By Derrick Perkins (File photo)
Food trucks have until October 2015 to prove their viability, but just how city officials will determine whether the grand experiment is a success or failure remains a mystery.
A narrow majority of city councilors gave a pilot program for the roving restaurants the thumbs up earlier this month, easing longstanding regulations on the culinary craze. For a little more than a year, food trucks can serve hungry patrons at off-street sites, like public property — think parks and schools — special events, farmer’s markets and private gatherings.
As the sun sets on the pilot program, which begins July 1, city councilors expect to wade back into the contentious debate and determine whether to grant food trucks more flexibility in the city, keep it as is or return to the status quo. But it’s not clear how the program’s success — or failure — will be judged.
“City council did not attach metrics to their ordinance and did not direct staff to attach metrics,” said city spokesman Craig Fifer, “So it is something that we’re going to explore as we put together the regulations, but not something that city council required.”
And that has Nathan Macek concerned. The planning commissioner testified before city council as the pilot program came up for a vote, though his call to track the initiative’s performance fell on deaf ears.
“My general view on this sort of pilot program is you’re doing it for a temporary reason, for a purpose. Usually, that’s because you’re going to reevaluate it in the future,” Macek said. “I think in order to make that decision or to decide how to improve the program, you need to have some idea of what it is you’re going to be tracking or noting over time to make that decision.”
It’s not a position specific to food trucks, Macek said, which attracted controversy from the moment City Manager Rashad Young unveiled a proposal to let the four-wheeled eateries roll into Alexandria. It just makes sense, he said.
“In the end, this is about making informed policy decisions, making sure that council and the public have information that people can use to help understand how the conclusions were reached that resulted in public policy,” Macek said.
Were the planning commissioner overseeing the program, he would track complaints filed by residents, monitor how many trucks are doing business in the city at any given moment in time and routinely survey their proprietors.
Dak Hardwick, a member of the Alexandria Chamber of Commerce’s board of directors, is focused on another question: How will the food trucks affect the city’s brick-and-mortar retailers? Though supportive of roving restaurants, the chamber wants a business impact study undertaken before opening Alexandria up any more to the culinary phenomenon.

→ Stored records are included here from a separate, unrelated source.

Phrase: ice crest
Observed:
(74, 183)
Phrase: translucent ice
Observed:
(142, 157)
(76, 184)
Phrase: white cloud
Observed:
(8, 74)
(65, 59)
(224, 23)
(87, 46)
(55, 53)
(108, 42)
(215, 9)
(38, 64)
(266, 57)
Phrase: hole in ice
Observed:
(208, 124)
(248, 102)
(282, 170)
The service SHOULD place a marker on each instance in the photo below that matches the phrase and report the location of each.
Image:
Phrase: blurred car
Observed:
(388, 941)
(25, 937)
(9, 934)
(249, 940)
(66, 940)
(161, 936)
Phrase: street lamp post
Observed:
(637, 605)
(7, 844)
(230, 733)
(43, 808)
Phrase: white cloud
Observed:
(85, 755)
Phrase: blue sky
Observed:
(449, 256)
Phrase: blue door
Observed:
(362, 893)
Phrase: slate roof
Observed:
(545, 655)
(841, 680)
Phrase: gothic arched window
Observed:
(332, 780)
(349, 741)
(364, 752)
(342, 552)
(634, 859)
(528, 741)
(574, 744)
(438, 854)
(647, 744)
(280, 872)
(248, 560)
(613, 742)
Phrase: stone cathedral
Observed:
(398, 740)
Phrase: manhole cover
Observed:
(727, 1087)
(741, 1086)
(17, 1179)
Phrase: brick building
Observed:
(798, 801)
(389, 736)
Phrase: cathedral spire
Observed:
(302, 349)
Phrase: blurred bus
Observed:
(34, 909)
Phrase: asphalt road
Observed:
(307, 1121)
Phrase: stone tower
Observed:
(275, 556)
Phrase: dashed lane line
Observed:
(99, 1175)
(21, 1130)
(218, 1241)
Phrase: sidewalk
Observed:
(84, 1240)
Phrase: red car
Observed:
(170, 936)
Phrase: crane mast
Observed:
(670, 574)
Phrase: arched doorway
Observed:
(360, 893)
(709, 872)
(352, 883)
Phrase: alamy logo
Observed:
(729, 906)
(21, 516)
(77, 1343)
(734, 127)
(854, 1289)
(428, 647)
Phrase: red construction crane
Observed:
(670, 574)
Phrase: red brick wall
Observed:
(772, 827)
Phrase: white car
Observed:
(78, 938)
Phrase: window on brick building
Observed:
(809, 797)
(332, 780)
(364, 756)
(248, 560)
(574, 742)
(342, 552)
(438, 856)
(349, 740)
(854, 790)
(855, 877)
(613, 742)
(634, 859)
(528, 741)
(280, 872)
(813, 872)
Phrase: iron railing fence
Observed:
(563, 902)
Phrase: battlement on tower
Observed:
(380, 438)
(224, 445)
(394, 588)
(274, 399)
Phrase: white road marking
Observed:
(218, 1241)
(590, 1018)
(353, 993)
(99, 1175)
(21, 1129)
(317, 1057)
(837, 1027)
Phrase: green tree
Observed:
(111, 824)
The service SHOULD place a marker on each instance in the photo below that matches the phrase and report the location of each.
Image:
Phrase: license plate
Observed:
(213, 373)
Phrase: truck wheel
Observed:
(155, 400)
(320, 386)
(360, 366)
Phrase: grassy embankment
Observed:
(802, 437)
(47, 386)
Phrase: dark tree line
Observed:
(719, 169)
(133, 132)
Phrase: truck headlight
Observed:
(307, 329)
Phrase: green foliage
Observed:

“The city needs to have some additional data and information to be able to understand the ramifications of decisions that appear on the docket,” Hardwick said. “We think that it’s important to reverse the trend of declining business tax revenue in the city.”
Though the city’s top attorneys worry a government-led study could leave City Hall open to a lawsuit — if officials later used the conclusions to force food trucks out of Alexandria — the chamber is ready and willing to lend a hand, Hardwick said.
“There are some [city council] members who agree that the information would be very helpful and would be a big part of a decision-making process,” he said. “It’s the manner in which it is generated — who generates it — that are the outstanding questions and those questions can be overcome.”
Ask Che Ruddell-Tabisola how residents and officials can determine whether food trucks are a success or failure and he will tell you that it’s pretty simple: What are the customers saying?
“I think, ultimately, the success or failure of the pilot program will boil down to whether or not Alexandria’s residents, workers and visitors can get to food trucks where they want, when they want to, and how they enjoy the food,” said Ruddell-Tabisola, who co-owns the BBQ Bus and serves as the executive director of the DMV Food Truck Association. “For me, a key metric or measurement would be a survey.”
Though food truck supporters urged city councilors to go above and beyond a pilot program — letting mobile restaurants serve customers curbside across town — he described the initiative in glowing terms.
For one, it puts in place a regulatory scheme for food truck operators, he said. And it gives four-wheeled eateries a greater presence in the city.
Ruddell-Tabisola hopes the pilot program will familiarize residents with food trucks, if they do not already take advantage of the mobile meal option elsewhere in the region. He and his fellow owners will get their first chance June 6, when the West End Business Association will host a food truck rodeo at Southern Towers on Seminary Road.
“I think people will have the opportunity to see us and demystify us — do some myth busting,” Ruddell-Tabisola said. “The first opportunity we’ll have is the [food truck rodeo]. That’s just a great opportunity and we hope city council members and city staff, even those folks who are skeptical, we just hope they come and get the chance to introduce themselves and get some food. Hopefully, there will be more opportunities.”